We can then run the analysis code on my website via this list of urls:

pip install redis redisgraph
cat urls.txt | python analyze.py --load --show-query

This will load the posts and entities into the database into a graph called test.

We can then run the Redis CLI against the instance and query:

docker run -it --rm redis redis-cli -h host.docker.internal
host.docker.internal:6379> graph.query test 'match (a:BlogPosting) return count(a)'
1) 1) "count(a)"
2) 1) 1) (integer) 46
3) 1) "Query internal execution time: 0.603200 milliseconds"

And we can list the co-occurrences ordered by count:

host.docker.internal:6379> graph.query test 'match (e1:Entity)<-[u1:uses]-(a)-[u2:uses]->(e2:Entity) where e1<>e2 return e1.text,e2.text,count(a) order by count(a) desc limit 5'
1) 1) "e1.text"
   2) "e2.text"
   3) "count(a)"
2) 1) 1) "XProc"
      2) "MarkLogic"
      3) (integer) 8
   2) 1) "MarkLogic"
      2) "XProc"
      3) (integer) 8
   3) 1) "Green Turtle"
      2) "API"
      3) (integer) 4
   4) 1) "MarkLogic"
      2) "XML"
      3) (integer) 4
   5) 1) "API"
      2) "Green Turtle"
      3) (integer) 4
3) 1) "Query internal execution time: 22.808400 milliseconds"

Visualizing Co-occurrence of Entities

Using the co-occurrence data from the query result, we can visualize the connection between entities.
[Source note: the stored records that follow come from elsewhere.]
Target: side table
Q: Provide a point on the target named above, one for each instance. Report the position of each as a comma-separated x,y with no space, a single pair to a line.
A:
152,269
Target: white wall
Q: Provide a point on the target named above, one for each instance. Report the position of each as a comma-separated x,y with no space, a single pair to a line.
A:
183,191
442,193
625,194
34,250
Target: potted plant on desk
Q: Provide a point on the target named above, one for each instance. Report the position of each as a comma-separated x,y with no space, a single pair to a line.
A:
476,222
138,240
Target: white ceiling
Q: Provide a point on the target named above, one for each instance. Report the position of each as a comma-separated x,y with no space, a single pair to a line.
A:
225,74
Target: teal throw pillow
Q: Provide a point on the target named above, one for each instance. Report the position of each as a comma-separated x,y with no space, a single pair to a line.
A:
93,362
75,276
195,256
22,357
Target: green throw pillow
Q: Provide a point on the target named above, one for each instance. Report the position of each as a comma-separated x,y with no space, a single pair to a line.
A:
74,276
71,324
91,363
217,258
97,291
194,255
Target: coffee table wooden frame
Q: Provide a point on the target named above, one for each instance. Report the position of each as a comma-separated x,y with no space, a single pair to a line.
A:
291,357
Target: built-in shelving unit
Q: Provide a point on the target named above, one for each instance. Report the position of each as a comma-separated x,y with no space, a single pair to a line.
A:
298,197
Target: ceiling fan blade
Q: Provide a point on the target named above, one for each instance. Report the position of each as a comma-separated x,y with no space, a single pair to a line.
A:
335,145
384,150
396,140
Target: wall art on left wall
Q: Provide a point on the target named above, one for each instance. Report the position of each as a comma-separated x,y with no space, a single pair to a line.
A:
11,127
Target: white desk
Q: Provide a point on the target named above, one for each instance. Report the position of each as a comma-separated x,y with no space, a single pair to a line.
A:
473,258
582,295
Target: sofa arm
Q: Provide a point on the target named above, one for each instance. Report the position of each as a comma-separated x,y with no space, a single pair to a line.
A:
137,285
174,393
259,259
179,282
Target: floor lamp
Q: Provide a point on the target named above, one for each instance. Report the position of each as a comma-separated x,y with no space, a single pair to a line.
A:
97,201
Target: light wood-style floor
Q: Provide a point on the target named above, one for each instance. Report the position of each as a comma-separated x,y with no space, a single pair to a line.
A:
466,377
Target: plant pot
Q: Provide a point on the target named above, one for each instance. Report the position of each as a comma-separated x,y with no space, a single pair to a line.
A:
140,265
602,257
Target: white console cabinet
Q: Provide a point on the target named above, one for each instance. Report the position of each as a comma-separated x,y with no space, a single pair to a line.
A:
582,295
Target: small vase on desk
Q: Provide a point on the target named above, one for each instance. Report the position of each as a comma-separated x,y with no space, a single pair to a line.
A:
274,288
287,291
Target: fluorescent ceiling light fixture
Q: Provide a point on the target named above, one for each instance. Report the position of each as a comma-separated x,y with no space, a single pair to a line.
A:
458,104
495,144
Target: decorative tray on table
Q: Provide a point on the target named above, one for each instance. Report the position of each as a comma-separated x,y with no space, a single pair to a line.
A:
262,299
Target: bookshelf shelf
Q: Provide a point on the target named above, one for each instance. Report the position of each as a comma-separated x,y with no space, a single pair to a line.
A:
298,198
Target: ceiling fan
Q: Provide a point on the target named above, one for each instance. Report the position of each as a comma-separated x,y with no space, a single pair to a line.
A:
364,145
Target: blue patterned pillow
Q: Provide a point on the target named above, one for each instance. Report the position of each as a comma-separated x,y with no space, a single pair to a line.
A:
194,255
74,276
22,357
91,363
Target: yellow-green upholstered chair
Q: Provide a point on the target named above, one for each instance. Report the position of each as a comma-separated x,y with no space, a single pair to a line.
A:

For example, for entities found at least twice we have the following co-occurrence graph:

If you include all the entities detected, you get the following co-occurrence graph. My favourite discoveries are entities Google Scrooge and International Talk Like a Pirate Day.

Conclusions

Detecting and harvesting named entities within text can give you insights. In my particular case, I can see that my curated keywords are just not as good as the entities discovered by analyzing the text. Within these entities are hidden gems that I'll have to expose somehow on this website.